John E Hein wrote:
Chuck Swiger wrote at 09:39 -0400 on Jul 20, 2006:
John E Hein wrote:
> Let's say there are two ports A & B.
> They both provide libfoo.so.1 (and so register CONFLICTS with each other).
>
> Now port C wants to use libfoo (and doesn't care if it gets it
> from A or B).
>
> What does port C list in it's LIB_DEPENDS?
Whichever one the author of port C chooses.
Quite often, at least for things like the BerkeleyDB, the author of port C
will provide tunable OPTIONS or WITH_ or WITHOUT_ flags that you as the user
of the port can tune to choose a particular version that you like.
Just for purposes of clarification, in this example, for purposes of
what C wants libfoo for, either libfoo from A or B will do. C doesn't
care.
That's right. Plenty of software will work with anything from BDB-1.85
through 4.x, for example.
What if it lists A and someone installs B... does A get registered as
the dependency when C is installed even though A is not installed?
No, the port should be registered against B and not A, if B is installed.
I agree. It should.

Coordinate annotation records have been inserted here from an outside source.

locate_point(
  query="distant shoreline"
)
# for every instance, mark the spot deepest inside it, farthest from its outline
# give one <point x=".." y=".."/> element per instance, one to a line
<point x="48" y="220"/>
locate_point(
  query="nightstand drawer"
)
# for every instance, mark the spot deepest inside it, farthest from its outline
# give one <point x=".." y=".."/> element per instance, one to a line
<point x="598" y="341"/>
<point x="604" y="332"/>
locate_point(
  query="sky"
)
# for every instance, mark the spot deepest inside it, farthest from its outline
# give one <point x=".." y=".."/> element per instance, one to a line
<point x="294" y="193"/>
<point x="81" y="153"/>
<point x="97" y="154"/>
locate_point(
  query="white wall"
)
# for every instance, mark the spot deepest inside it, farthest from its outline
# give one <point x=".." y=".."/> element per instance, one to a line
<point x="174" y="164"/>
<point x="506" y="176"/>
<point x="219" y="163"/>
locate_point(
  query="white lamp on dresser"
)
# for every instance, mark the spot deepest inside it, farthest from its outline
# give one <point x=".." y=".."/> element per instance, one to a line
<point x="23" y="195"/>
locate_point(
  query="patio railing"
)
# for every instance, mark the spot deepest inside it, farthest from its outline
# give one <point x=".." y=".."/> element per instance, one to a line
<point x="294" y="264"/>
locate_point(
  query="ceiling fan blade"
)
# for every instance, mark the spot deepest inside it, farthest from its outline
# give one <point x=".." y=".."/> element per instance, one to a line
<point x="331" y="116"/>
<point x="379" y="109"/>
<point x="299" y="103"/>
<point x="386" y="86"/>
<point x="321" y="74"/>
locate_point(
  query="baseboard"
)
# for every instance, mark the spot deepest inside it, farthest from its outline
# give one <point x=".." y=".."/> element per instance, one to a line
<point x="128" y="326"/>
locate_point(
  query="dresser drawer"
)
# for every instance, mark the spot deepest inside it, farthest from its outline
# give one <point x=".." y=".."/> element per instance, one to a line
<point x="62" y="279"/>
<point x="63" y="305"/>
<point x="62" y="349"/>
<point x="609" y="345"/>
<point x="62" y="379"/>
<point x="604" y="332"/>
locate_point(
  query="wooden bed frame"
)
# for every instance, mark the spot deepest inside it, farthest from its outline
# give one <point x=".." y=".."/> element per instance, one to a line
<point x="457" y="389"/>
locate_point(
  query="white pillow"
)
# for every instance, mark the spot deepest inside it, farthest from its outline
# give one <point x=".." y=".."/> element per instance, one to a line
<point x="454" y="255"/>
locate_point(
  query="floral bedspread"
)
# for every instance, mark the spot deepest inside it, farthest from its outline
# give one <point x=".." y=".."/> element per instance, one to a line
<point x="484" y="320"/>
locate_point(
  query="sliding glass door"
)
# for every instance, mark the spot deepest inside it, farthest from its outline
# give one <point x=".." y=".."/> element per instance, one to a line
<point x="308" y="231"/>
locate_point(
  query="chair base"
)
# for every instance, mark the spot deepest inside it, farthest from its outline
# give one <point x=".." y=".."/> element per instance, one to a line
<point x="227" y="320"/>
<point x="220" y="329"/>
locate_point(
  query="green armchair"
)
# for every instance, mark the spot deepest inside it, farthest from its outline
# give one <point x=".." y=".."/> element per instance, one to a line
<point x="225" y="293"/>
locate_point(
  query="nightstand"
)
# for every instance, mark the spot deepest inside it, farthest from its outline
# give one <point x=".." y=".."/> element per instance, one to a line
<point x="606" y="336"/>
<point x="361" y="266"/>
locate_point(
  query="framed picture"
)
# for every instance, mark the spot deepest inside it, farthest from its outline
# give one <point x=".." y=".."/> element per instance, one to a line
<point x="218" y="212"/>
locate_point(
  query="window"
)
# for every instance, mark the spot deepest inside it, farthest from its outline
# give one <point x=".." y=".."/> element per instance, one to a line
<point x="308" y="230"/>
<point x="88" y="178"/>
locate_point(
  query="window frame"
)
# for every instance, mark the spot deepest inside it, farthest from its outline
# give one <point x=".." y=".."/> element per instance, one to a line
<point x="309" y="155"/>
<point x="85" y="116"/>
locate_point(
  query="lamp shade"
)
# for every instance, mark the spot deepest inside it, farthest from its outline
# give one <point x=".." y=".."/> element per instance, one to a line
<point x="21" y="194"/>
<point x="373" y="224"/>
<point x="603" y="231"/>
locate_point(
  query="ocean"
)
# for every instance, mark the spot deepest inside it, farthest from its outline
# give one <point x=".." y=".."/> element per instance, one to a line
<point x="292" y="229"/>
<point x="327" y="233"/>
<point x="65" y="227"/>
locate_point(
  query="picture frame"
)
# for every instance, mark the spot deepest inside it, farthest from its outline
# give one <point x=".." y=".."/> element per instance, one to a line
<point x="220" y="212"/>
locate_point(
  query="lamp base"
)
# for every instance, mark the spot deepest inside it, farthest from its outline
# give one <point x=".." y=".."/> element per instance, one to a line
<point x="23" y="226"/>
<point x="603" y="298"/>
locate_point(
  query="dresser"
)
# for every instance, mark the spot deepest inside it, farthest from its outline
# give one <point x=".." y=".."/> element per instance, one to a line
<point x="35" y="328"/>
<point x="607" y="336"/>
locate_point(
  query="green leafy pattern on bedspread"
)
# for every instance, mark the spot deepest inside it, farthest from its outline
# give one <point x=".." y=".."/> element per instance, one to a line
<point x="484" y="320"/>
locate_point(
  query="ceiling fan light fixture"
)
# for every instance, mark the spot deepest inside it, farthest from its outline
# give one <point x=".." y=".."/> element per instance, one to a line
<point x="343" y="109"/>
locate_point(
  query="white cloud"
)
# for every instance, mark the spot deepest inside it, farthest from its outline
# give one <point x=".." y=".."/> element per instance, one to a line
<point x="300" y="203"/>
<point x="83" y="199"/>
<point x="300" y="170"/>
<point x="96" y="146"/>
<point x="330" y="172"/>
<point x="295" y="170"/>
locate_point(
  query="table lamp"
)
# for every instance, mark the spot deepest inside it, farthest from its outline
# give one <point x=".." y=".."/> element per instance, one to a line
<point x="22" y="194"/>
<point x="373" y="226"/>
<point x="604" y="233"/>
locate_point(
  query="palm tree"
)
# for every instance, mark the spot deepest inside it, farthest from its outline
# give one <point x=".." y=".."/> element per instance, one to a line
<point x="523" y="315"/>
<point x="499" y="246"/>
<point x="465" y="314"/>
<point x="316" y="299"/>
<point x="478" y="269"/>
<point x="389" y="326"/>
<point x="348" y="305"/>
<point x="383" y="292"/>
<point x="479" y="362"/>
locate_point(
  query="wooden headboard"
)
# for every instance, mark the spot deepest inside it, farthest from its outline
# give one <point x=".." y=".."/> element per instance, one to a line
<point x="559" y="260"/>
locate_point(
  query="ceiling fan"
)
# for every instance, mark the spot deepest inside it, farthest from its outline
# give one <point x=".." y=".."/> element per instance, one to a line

But how does the ports infrastructure accomplish
that?
It uses pkg_which to figure out which port the file being depended upon
actually comes from.
If the porter listed A as the dependency and libfoo is already
installed via B, what is the mechanism in the ports infrastructure by
which B gets registered as the dependency?
The package database keeps track of all files installed by ports and knows
which port installed which file. See "man pkg_which".